The rate of new Ebola cases shows encouraging signs of slowing in some of the hardest-hit parts of Liberia, Guinea and Sierra Leone — and that’s good news. The full-scale international strategy to attack Ebola through safe burials, treatment facilities and community mobilization is paying dividends.

But as caseloads go down in some areas, they are rising in others. Some of the worst-affected areas are now almost free of Ebola while neighboring districts are seeing numbers climb sharply. Beds may be empty in one facility while treatment centers are overflowing elsewhere.

The outbreak remains active. People are dying every day. New infections continue. And no one can say with certainty what the coming weeks might bring.

Recent history has proved that caseloads have risen and declined only to shoot up again. That is a familiar pattern of outbreaks. Meanwhile, we know that even one case can ignite an epidemic. A gap anywhere in the response leaves space for the virus to spread disease, kill people, destroy families and threaten the world.

The most effective way to neutralize the threat of Ebola is to end the outbreak at its source. The U.N. system is coming together with many partners in support of the affected countries. The U.N. Mission for Ebola Emergency Response — the first such emergency health mission — is galvanizing work on the front lines.

The short-term goal is clear: Rapidly isolate and treat 70 percent of new cases and ensure that at least 70 percent of burials are safe. This 70-70 strategy is the only way to break the exponential curve of infection.

The long-term goal is equally clear: zero cases in all countries. Getting there will require sustained hard work, resources and a commitment to address the underlying causes of the epidemic, most notably by strengthening health systems.

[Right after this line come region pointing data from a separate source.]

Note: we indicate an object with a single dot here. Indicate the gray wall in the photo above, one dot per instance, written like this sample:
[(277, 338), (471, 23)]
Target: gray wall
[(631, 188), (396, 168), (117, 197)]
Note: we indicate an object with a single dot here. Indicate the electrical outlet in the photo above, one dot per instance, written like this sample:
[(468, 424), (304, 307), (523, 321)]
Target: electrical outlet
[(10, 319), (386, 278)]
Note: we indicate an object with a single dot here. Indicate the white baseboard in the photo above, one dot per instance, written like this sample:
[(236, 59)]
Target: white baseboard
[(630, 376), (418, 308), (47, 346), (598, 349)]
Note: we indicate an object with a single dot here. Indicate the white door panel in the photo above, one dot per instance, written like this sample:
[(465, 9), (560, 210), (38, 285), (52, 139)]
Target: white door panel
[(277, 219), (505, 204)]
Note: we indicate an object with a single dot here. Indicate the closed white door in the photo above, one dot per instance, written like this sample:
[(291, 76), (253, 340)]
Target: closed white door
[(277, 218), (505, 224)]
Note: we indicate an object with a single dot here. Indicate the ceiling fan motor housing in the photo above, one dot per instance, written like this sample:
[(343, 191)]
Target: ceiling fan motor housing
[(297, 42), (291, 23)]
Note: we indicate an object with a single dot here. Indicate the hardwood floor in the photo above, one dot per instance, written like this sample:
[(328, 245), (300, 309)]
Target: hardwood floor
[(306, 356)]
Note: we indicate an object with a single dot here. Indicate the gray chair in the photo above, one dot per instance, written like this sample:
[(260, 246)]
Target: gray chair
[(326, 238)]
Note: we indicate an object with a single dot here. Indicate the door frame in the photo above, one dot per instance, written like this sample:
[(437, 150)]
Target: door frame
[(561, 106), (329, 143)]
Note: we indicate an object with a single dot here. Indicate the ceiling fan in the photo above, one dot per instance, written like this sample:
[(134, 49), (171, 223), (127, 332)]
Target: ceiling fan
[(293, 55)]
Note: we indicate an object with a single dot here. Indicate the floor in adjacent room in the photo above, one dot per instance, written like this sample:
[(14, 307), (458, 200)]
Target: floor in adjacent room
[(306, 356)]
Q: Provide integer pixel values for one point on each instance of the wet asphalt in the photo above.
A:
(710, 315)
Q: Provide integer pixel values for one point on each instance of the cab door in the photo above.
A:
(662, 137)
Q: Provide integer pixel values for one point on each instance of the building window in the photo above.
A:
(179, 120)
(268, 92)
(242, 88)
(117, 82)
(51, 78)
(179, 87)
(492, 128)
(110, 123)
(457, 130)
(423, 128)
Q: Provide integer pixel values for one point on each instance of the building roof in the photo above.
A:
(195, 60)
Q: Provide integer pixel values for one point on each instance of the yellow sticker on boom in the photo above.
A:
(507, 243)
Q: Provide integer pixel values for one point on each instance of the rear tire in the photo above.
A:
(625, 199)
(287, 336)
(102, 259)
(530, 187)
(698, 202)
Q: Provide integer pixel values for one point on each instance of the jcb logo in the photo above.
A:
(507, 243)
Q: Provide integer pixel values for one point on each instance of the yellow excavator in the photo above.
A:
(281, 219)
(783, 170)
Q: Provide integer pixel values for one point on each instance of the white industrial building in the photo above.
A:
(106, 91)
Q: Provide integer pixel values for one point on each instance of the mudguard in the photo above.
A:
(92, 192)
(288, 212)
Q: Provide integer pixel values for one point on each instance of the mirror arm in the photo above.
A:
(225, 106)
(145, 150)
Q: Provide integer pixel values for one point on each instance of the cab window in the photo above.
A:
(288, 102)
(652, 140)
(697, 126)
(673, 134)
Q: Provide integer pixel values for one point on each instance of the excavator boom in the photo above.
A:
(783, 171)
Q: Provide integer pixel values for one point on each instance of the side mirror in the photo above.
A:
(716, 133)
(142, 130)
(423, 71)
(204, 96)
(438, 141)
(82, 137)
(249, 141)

We are on the right track. Governments and communities in the region are combating the virus. Dozens of countries have stepped up with life-saving contributions. The United Nations is also partnering closely with regional organizations such as the European Union and the African Union, which is mobilizing medical professionals and health-care volunteers from throughout the continent. But huge gaps remain in funding, equipment and, most urgently, medical personnel.

There is no time to lose. What began as a public health emergency is now a complex crisis with profound social, economic, humanitarian, political and security dimensions.

Ebola is drawing oxygen away from businesses and basic services, driving up food prices, stigmatizing growing numbers of people, keeping children out of school and preventing pregnant women and those suffering from malaria and other diseases from accessing medical care. Household incomes across entire nations have declined by as much as one-third in six months.

Each day’s delay in intensifying the response adds greatly to the toll in lives, the cost of ending the outbreak, the social and economic impact, and the risk of the disease spreading to other countries.

Ebola will be beaten through a resolute and coordinated effort. We have initial evidence to prove that this can happen. But we must speed up efforts to first get the crisis under control and then bring it to an end.

Now is no time to let down our guard. We must keep fighting the fire until the last ember is out.